The hypertrophy of the federal government has brought socialism out of hibernation and turned it into a dire threat to the American economy, according to this sweeping historical study.
Distinguishing his subject from the “traditional Left” of liberals, labor unions, and other moderate leftists, Young warns of a resurgent socialist Left with Marxist roots, among whom he numbers Bernie Sanders, Alexandria Ocasio-Cortez and other congressional Squad members, the Democratic Socialists of America, and the campus protest Left. The author focuses on their economic agenda, which, he argues, envisions the federal government taking over and nationalizing most of the economy, providing free education and health care, guaranteeing housing and jobs, and imposing confiscatory wealth taxes. The result, he contends, would be a sluggish, inefficient, moribund economy crushed by a terminally bloated government sector. Starting in the Obama administration, Young argues, this socialist Left reemerged to try to commandeer the federal government juggernaut by taking over the Democratic Party. The author presents an intricate and wide-ranging analysis of American economics and politics, one that has both interpretive breadth and a wealth of statistical detail. He’s especially good on the socio-economic miracle of colonial America, with its unprecedented levels of prosperity and equality based in self-government, and on the New Deal’s radical break with the American pattern of limited government. At times, he overstates the gap between the Sanders-AOC program and Democratic Party traditions, but he makes a vigorous case that their approach is economically and politically unsustainable because of its heavy tax and regulatory burdens.
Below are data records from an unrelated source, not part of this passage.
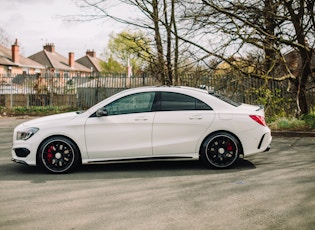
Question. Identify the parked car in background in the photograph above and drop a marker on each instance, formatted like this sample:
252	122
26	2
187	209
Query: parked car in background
148	123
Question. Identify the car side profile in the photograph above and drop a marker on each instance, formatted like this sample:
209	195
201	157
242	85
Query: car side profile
146	123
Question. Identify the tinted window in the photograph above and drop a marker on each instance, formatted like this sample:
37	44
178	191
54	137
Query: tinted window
136	103
175	101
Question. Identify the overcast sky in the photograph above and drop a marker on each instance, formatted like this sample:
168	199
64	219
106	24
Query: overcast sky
37	22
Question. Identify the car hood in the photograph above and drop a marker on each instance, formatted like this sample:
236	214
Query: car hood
57	118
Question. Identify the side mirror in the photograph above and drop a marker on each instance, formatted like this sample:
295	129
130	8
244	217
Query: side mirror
101	112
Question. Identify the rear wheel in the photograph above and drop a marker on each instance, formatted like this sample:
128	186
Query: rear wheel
58	155
220	150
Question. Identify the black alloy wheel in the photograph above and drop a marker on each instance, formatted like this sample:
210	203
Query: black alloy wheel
58	155
220	150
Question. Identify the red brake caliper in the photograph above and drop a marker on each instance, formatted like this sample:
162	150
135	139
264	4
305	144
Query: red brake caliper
49	154
229	147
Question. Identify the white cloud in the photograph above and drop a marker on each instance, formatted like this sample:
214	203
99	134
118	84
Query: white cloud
37	22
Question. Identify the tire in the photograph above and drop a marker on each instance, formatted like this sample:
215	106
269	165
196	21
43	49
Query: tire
220	150
58	155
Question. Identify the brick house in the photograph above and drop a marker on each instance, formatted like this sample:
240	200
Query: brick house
59	65
91	61
11	62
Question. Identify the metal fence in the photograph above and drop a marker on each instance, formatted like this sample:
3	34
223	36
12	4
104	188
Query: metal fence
79	93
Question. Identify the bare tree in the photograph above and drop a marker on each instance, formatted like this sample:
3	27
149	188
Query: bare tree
158	20
268	27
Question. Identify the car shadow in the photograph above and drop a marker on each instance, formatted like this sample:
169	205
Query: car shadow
120	170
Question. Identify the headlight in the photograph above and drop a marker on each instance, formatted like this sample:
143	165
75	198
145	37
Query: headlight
26	134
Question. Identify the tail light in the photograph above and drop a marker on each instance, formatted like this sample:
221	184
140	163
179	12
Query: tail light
259	119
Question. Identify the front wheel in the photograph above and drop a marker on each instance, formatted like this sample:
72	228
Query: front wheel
220	150
58	155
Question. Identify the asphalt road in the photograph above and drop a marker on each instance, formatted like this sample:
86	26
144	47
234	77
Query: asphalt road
271	190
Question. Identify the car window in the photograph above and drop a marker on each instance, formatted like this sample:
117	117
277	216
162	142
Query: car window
135	103
175	101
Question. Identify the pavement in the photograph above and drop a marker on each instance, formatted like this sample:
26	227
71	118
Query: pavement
271	190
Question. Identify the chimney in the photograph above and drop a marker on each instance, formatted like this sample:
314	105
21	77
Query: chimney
71	59
50	47
90	53
15	52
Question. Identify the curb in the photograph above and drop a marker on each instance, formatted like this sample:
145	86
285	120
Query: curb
292	133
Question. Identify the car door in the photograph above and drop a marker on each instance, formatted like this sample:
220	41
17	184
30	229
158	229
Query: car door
126	130
179	123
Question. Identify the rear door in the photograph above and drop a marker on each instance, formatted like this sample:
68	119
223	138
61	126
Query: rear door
126	131
179	123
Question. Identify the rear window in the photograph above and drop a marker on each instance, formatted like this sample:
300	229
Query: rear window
225	99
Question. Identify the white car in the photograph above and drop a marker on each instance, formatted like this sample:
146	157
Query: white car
147	123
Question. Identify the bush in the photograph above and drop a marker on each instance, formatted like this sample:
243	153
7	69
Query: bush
309	120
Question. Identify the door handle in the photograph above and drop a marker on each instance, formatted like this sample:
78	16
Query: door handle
195	117
141	119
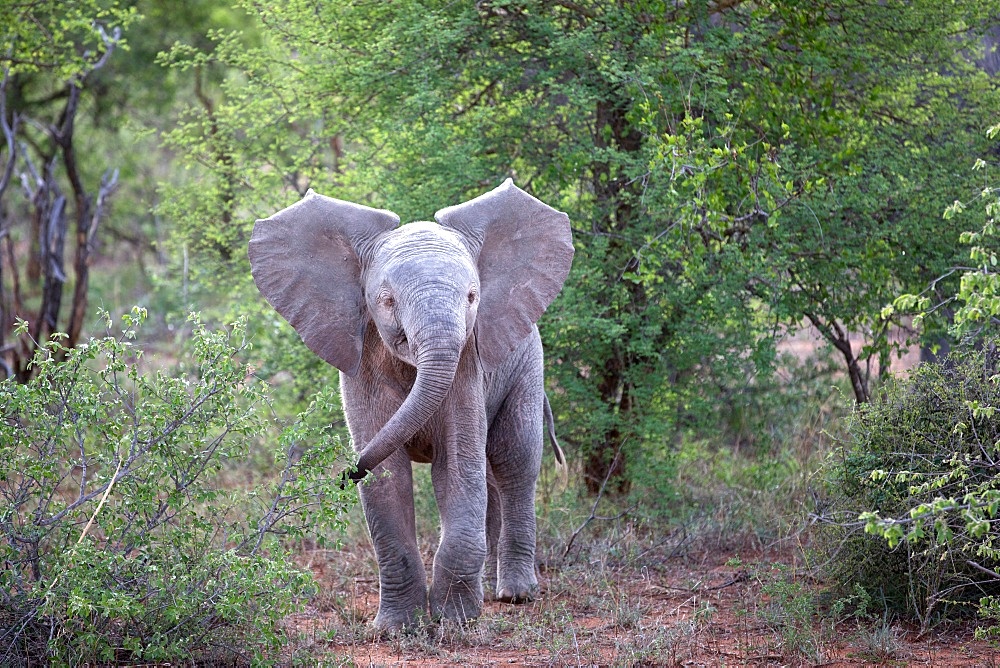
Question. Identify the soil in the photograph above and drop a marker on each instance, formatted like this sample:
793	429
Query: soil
689	610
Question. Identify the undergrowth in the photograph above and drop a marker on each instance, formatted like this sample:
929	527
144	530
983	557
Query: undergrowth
126	533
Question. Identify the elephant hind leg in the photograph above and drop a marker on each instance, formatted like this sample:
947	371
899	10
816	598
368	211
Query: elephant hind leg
493	525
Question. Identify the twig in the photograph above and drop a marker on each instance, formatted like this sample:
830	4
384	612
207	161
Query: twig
597	501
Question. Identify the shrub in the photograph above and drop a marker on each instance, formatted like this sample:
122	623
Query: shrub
915	491
125	534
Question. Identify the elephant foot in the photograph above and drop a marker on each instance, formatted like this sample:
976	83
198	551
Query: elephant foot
397	620
517	595
458	601
399	611
517	589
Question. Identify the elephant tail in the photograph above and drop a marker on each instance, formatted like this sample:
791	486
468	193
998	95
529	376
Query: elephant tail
550	428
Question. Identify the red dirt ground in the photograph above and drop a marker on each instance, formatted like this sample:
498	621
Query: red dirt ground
684	611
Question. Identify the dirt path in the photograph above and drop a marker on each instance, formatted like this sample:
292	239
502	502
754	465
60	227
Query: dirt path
716	611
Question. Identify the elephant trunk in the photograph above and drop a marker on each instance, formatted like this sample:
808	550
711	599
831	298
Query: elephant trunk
437	363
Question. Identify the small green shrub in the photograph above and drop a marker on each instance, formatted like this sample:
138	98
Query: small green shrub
914	492
124	534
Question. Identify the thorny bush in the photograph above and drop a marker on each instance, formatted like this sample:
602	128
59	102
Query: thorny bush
124	533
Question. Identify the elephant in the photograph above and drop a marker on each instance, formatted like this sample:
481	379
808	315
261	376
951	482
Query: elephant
433	328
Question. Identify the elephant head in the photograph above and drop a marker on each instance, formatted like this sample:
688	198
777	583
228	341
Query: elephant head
484	274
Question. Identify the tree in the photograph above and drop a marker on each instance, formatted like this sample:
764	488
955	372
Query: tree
732	168
51	52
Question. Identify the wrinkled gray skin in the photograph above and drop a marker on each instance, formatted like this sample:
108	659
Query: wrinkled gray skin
432	326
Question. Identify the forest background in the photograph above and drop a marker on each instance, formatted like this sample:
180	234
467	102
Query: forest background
734	172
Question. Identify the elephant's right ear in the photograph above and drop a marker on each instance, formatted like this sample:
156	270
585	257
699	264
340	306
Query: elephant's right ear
305	261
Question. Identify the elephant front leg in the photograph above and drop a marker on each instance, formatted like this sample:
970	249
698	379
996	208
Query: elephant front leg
388	506
457	582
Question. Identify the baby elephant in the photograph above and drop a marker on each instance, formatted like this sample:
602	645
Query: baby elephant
432	326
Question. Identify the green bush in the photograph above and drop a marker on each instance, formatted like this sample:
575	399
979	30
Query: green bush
128	528
914	492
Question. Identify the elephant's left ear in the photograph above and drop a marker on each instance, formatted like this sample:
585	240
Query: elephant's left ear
525	249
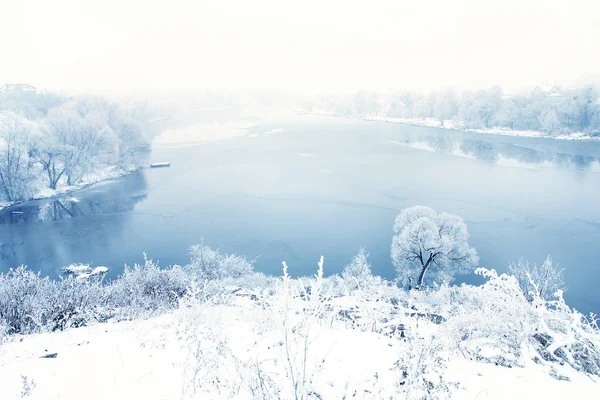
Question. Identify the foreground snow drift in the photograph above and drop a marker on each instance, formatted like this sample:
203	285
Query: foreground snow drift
244	347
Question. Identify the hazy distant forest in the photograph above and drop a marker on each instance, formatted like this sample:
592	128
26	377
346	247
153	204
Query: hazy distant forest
552	110
49	141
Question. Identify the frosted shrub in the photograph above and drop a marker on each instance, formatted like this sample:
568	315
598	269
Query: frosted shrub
145	288
493	321
210	264
542	281
76	303
358	271
25	300
299	310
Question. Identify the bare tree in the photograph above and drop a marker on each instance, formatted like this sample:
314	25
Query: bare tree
430	244
15	157
543	281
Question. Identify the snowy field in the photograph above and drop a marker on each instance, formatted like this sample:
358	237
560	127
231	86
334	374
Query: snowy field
450	124
231	350
353	336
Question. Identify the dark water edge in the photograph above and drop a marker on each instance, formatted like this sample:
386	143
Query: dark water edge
328	188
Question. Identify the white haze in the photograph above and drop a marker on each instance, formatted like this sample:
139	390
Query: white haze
142	46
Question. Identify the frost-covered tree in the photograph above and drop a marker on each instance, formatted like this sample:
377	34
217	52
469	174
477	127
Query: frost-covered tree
359	269
543	281
430	245
16	163
210	264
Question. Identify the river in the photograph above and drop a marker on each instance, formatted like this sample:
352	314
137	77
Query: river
296	189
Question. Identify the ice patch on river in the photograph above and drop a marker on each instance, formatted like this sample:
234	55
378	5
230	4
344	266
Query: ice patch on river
202	133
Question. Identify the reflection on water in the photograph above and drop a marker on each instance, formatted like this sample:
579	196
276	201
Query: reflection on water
113	200
501	153
49	233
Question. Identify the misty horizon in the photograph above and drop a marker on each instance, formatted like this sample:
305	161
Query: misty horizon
306	48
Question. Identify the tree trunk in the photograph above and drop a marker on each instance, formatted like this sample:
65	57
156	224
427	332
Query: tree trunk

Young conveys all of this in lucid prose that packs an aphoristic punch. (“As a multiplicity of movements with at least as many voices and priorities, the socialist Left is political schizophrenia.”) Leftists and honest-to-God socialists will find much to dispute here, but Young offers a compelling conservative riposte to progressive orthodoxies.
A trenchant critique of the Left’s economic radicalism, coupling shrewd analysis with a stinging polemic.